SRS prime inks labor accord for future South Carolina pit plant

By Dan Leone

The prime contractor at the Savannah River Site last week signed a project labor agreement with a consortium of 19 labor unions for construction of the larger of the National Nuclear Security Administration plutonium pit plants.

The Fluor-led Savannah River Nuclear Solutions and the Augusta Building and Construction Trades Council inked the accord in Augusta, Ga., according to a press release from the prime. A project labor agreement is an umbrella document that sets general terms for many of the construction workers who will help build the plant.

A spokesperson for Savannah River Nuclear Solutions said last week that some construction of SRPPF could begin by the end of December.

In May, as part of its budget request for the 2023 fiscal year that began Oct. 1, the National Nuclear Security Administration (NNSA) said it expected to finalize the Savannah River Plutonium Processing Facility’s (SRPPF) final design by September 2023 and authorize the start of construction by December 2023.
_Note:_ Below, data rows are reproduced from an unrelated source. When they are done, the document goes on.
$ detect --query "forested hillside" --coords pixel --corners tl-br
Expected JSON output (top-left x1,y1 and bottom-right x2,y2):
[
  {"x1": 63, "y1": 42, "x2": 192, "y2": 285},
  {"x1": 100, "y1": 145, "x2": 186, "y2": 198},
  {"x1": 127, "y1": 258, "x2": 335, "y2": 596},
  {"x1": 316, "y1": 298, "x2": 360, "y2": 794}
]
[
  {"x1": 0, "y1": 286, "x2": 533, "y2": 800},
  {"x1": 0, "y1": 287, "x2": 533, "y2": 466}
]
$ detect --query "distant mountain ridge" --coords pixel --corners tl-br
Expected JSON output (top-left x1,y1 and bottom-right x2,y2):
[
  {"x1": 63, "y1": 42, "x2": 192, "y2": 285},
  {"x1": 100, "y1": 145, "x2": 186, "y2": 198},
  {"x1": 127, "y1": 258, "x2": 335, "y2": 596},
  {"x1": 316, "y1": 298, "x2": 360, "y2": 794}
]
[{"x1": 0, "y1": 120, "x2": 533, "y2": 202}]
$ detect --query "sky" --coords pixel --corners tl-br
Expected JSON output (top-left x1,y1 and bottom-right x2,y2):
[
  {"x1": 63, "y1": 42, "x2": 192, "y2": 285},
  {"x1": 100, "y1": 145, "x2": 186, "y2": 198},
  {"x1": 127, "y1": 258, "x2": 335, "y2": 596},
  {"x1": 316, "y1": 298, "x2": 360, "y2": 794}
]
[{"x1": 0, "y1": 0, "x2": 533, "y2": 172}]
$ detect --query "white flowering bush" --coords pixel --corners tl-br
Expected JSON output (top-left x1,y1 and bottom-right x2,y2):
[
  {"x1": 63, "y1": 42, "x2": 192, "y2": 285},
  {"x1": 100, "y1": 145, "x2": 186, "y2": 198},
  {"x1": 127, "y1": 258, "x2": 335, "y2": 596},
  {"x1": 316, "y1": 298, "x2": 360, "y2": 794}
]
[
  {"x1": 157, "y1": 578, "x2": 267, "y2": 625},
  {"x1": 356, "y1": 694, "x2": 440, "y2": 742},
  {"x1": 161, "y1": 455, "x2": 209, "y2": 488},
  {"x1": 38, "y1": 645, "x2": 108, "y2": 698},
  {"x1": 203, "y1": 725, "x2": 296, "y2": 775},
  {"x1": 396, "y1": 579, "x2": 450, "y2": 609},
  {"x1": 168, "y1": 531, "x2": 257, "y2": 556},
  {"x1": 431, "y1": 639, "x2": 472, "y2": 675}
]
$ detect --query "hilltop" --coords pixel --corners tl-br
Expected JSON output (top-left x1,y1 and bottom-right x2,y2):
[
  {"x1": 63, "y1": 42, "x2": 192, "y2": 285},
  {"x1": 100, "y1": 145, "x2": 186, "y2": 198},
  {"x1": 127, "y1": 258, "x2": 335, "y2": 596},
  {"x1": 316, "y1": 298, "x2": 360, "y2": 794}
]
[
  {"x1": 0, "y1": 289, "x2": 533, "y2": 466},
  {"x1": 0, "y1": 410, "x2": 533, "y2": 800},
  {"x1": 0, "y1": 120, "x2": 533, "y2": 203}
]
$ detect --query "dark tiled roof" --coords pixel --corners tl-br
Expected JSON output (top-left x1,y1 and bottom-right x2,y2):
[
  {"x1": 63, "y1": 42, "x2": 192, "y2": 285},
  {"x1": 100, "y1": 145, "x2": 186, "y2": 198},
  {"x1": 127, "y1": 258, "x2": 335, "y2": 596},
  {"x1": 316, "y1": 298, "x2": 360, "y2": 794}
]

The agency does not expect to produce pits at Savannah River until the early- or mid-2030s. That’s a few years later than the best-case scenario the NNSA imagined around 2018, when it formally made the call to build SRPPF from the partially constructed Mixed Oxide Fuel Fabrication Facility.

The NNSA is building two pit plants to produce fissile cores for nuclear-weapon first stages for most of the rest of this century: SRPPF, and a smaller pit plant at the Los Alamos National Laboratory in New Mexico. The Los Alamos plant is supposed to produce multiple war-ready pits by 2024, though the lab acknowledged it faced delays, and 30 pits annually by 2026.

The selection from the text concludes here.